For starters, it isn’t all about king Google and search. True, Google (Charts) grabbed a fourth of the $15.7 billion shelled out for online ads last year. But consider this little-known fact: Internet users spend a mere 5 percent of their time actually searching. The rest of the time, they’re trolling the vast expanse of Internet space, leaving marketers ever more opportunity to fill it with display ads.
But unlike the first Internet boom – where dumb, old banner ads were slapped up with zero regard to effectiveness – this time around, the programmers and analysts are taking center stage, helping to create new forms of display ads that not only do a better job of getting your attention but also can be tracked with laserlike precision. The new breed of supersmart, supertargeted display ads, says Usama Fayyad, Yahoo’s (Charts) head of research and data, is “just so much more powerful than search.”
This is Web advertising 2.0, where machines play as big a role as the copywriters and designers. In the midtown Manhattan offices of Ogilvy North America, co-CEO Carla Hendra and her team run online campaigns for blue-chip clients such as Allstate (Charts), American Express (Charts), IBM (Charts), and TD Ameritrade. The agency’s Interactive division is one of its fastest-growing operations, says Hendra, and most new hires come with a deep understanding of analytics.
“Marketers now all have to understand the power of algorithms,” she says. Today everything about a fully realized Web campaign – how the creative messages look, what color the ads are, what sites they’re placed on and where on each site, what time of day they run and how frequently – is determined at least in part by software applications known as “creative optimizers.”
Ogilvy’s in-house optimizer runs 5,000 to 10,000 calculations each time it evaluates the performance of an ad campaign. The optimizer collects data on scores or even thousands of ads and analyzes which ones are working, and why, on the fly. As data pours in, the optimizer starts pulling underperforming ads.
Red isn’t working on a particular banner? The background will be blue the next time you see it – and the software will even swap the ad copy. No one’s happier about that than advertisers: Optimized ads perform 15 to 30 percent better than their standard-issue counterparts. “We’ve reached a point of instantaneous feedback,” Hendra says. That’s forced the business to become brutally Darwinian.
And every big media company is paying attention. The fact that Google doesn’t (yet) dominate the market for display ads is only accelerating the arms race for faster, smarter, more efficient ways of building and deploying display ads. Yahoo, the perennial No. 2 in paid search, already brings in an estimated $1.5 billion from selling ad space mainly on its own sites, and would love to see that number surge. Analysts estimate that Time Warner’s AOL unit, long the ugly stepchild of its corporate parent (which is also Business 2.0’s parent), will generate $1.6 billion from display ads this year, much of that from selling ads on third-party sites.

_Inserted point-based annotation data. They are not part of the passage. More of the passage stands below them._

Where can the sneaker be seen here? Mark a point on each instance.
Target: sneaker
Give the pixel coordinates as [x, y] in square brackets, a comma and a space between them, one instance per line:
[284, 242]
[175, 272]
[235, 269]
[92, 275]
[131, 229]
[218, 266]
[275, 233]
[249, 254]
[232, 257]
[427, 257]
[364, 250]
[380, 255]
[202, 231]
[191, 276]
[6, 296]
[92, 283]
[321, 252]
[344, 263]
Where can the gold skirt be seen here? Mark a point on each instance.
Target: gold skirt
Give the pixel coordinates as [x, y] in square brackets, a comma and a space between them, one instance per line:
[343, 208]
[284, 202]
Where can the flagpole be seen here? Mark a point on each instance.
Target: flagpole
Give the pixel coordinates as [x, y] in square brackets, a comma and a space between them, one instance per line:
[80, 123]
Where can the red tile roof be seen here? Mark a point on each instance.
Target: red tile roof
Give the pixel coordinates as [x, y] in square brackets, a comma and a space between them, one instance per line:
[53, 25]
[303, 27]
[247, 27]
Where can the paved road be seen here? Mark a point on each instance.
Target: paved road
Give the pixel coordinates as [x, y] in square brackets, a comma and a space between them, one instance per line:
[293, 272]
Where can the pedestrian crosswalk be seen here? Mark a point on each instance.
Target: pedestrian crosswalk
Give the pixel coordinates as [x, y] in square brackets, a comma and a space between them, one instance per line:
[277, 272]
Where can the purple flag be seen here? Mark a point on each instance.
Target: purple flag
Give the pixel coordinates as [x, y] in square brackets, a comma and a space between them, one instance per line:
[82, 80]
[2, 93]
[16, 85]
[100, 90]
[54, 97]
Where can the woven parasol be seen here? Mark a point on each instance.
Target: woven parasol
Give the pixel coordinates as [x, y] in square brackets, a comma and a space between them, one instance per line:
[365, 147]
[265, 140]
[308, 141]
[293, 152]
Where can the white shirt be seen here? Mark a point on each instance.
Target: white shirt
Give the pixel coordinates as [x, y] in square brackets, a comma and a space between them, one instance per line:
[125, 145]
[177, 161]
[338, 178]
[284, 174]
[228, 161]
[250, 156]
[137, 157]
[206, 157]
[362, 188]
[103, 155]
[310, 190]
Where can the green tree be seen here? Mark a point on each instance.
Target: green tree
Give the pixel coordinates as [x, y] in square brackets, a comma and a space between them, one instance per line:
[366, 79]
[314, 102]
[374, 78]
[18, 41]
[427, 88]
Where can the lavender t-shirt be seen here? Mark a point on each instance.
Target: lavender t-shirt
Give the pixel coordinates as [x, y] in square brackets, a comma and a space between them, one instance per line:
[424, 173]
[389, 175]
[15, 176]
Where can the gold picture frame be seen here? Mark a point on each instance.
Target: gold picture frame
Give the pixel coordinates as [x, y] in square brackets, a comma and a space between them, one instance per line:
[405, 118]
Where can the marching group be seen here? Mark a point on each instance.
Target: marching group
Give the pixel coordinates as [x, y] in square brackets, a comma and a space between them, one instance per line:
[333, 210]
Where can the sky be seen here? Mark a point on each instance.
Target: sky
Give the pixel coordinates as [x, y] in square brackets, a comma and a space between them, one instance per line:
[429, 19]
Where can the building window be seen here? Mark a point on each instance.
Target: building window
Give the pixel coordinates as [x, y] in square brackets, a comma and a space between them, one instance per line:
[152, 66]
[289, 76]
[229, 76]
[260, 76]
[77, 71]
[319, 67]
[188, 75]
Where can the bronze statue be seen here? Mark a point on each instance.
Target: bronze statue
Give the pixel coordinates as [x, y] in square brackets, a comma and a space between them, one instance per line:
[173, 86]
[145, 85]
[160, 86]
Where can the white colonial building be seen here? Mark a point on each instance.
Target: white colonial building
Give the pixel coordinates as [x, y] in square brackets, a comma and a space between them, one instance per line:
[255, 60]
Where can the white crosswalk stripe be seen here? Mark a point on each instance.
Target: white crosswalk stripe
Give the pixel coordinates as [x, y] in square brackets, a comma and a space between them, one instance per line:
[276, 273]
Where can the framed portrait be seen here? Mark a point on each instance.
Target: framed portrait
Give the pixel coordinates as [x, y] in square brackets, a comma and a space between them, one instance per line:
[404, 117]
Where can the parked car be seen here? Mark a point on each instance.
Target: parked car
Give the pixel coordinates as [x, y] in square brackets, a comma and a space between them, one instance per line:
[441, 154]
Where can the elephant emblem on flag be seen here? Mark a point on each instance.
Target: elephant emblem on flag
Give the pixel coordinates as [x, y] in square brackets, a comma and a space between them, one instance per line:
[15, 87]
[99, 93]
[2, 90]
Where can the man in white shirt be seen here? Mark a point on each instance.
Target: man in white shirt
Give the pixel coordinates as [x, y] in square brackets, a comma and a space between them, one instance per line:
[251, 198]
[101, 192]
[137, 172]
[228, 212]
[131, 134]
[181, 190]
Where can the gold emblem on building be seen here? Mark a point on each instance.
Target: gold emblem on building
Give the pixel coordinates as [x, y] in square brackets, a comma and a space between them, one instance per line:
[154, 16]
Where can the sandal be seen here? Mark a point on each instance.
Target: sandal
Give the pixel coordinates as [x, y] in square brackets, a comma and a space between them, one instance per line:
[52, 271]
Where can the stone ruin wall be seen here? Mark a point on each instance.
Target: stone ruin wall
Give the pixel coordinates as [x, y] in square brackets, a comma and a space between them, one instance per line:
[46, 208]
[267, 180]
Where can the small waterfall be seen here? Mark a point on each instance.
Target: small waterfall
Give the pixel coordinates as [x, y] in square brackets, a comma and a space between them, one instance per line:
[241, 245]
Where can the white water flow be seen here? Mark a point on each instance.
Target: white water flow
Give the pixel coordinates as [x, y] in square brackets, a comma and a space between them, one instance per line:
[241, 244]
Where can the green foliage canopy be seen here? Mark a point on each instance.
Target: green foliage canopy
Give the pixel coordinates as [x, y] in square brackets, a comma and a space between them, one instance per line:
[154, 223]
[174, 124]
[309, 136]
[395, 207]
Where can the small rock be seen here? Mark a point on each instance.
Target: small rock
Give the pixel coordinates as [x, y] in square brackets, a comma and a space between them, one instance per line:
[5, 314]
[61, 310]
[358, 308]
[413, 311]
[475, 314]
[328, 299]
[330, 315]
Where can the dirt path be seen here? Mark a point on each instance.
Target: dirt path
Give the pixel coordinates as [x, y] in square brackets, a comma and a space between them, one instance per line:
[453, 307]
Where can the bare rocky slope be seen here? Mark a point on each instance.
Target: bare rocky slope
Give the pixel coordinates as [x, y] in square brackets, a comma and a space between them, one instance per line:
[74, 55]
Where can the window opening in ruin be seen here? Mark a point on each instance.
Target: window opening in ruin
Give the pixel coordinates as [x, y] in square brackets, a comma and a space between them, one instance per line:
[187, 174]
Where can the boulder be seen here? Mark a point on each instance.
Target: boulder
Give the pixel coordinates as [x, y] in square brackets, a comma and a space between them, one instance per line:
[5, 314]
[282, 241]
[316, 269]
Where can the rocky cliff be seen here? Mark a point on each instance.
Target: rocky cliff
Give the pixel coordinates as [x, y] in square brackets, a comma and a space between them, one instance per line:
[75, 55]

From mighty Microsoft (Charts) to a host of tiny startups, everyone is racing to build a better display ad.
One man leading the charge is Fayyad, the brains behind Yahoo’s efforts to improve ad targeting based on nearly everything you do on the Web.
Fayyad, fittingly, is a former rocket scientist whose resume includes a seven-year stint at NASA’s Jet Propulsion Lab. He’s an intense numbers guy who went on to found two data-mining companies, one of which he sold to Yahoo. As the most visited destination on the Web, Yahoo has an estimated 131 million monthly unique visitors to its sites. By dropping cookie files onto every Web browser that calls up one of its sites, Yahoo has amassed a staggering amount of data about its users. Fayyad rides herd on the 12 terabytes of user information that flow into Yahoo’s servers every day, more than the entire inventory of the Library of Congress. The data is crunched, blended with information about what people do on Yahoo’s search engine, and fed into models that predict consumer behavior.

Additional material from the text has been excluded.